Die Fotografie ist zurzeit das am meist verwendete Medium des Wettbewerbs. Ob ohne Bearbeitung vom Speichermedium, digital verändert oder als Collage sind alle Möglichkeiten der Fotografie möglich.

 

Wer kann sich bewerben?

Jede und Jeder, der gerne kreativ arbeitet, es gibt keine Altersbeschränkung nach oben oder nach unten.

Gibt es ein Thema?

Es muss ein deutlicher Bezug zum Wedding erkennbar sein. Es ist jedoch nicht nötig, dass die / der Beteiligte im Wedding wohnt.

Welche künstlerischen Techniken sind erlaubt?

Die Art der Gestaltung bleibt den Teilnehmenden überlassen. Ob fotografierte Street-Art, Bemalung mit Pinsel oder Stift, Collagentechnik oder Fotografie – alles ist möglich.

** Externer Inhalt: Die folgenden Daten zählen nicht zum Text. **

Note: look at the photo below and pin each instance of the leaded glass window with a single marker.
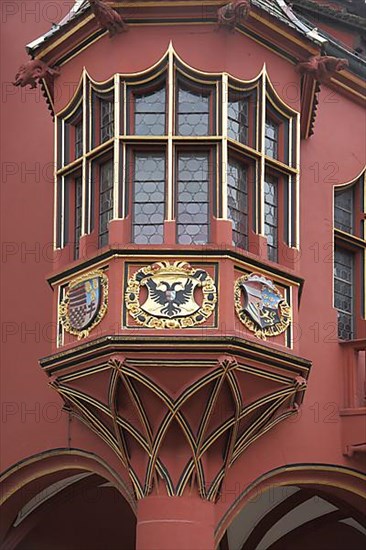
(343, 210)
(106, 120)
(105, 200)
(271, 139)
(237, 187)
(193, 198)
(148, 198)
(150, 113)
(271, 216)
(344, 291)
(78, 140)
(238, 118)
(193, 112)
(78, 215)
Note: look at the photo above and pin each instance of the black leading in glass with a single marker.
(193, 112)
(106, 120)
(238, 118)
(344, 292)
(271, 139)
(149, 113)
(148, 198)
(343, 210)
(193, 198)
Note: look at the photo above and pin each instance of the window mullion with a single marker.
(225, 160)
(84, 121)
(260, 214)
(170, 160)
(116, 159)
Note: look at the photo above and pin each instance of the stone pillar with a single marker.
(175, 523)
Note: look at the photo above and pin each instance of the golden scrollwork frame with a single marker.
(63, 309)
(178, 268)
(262, 332)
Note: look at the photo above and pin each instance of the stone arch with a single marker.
(28, 486)
(342, 489)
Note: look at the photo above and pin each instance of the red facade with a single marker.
(184, 258)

Wie groß muss die Arbeit sein?

Die Größe des Originals ist unerheblich. Es kann eine kleinste Zeichnung oder ein Aquarell sein. Die Vergrößerung als Plakat wird von der Standortgemeinschaft vorgenommen.

Form der Bewerbung

Um zu gewährleisten, dass eine Vergrößerung der eingereichten Arbeiten auf das endgültige Format ohne Verluste erfolgen kann, sollten die Arbeiten möglichst im Größenverhältnis 3:2 und in ausreichender digitaler Größe abgegeben werden. Die Bewerbung ist ausschließlich per E-Mail an Winfried Pichierri unter w.pichierri@planergemeinschaft.de oder Demet Yasar unter  d.yasar@planergemeinschaft.de möglich.

Wie viele Arbeiten können eingereicht werden?

Es können maximal drei Arbeiten pro Person eingereicht werden.

Wann ist der Abgabetermin?

Bis zum 15. Juli 2018 können die Arbeiten eingereicht werden.

Wer beantwortet weitere Fragen?

Winfried Pichierri (w.pichierri@planergemeinschaft.de) und Demet Yasar (d.yasar@planergemeinschaft.de) beantworten gerne Fragen, auch per Telefon unter (030) 88 59 14 32.

 

„Mein Wedding5″ wird gefördert vom Bundesministerium des Innern, für Bau und Heimat, Städtebauförderung von Bund, Ländern und Gemeinden, aktive zentren Berlin,  mensch.müller, Standortgemeinschaft Müllerstraße, Berliner Senatsverwaltung für Stadtentwicklung und Wohnen des Bezirksamt Mitte.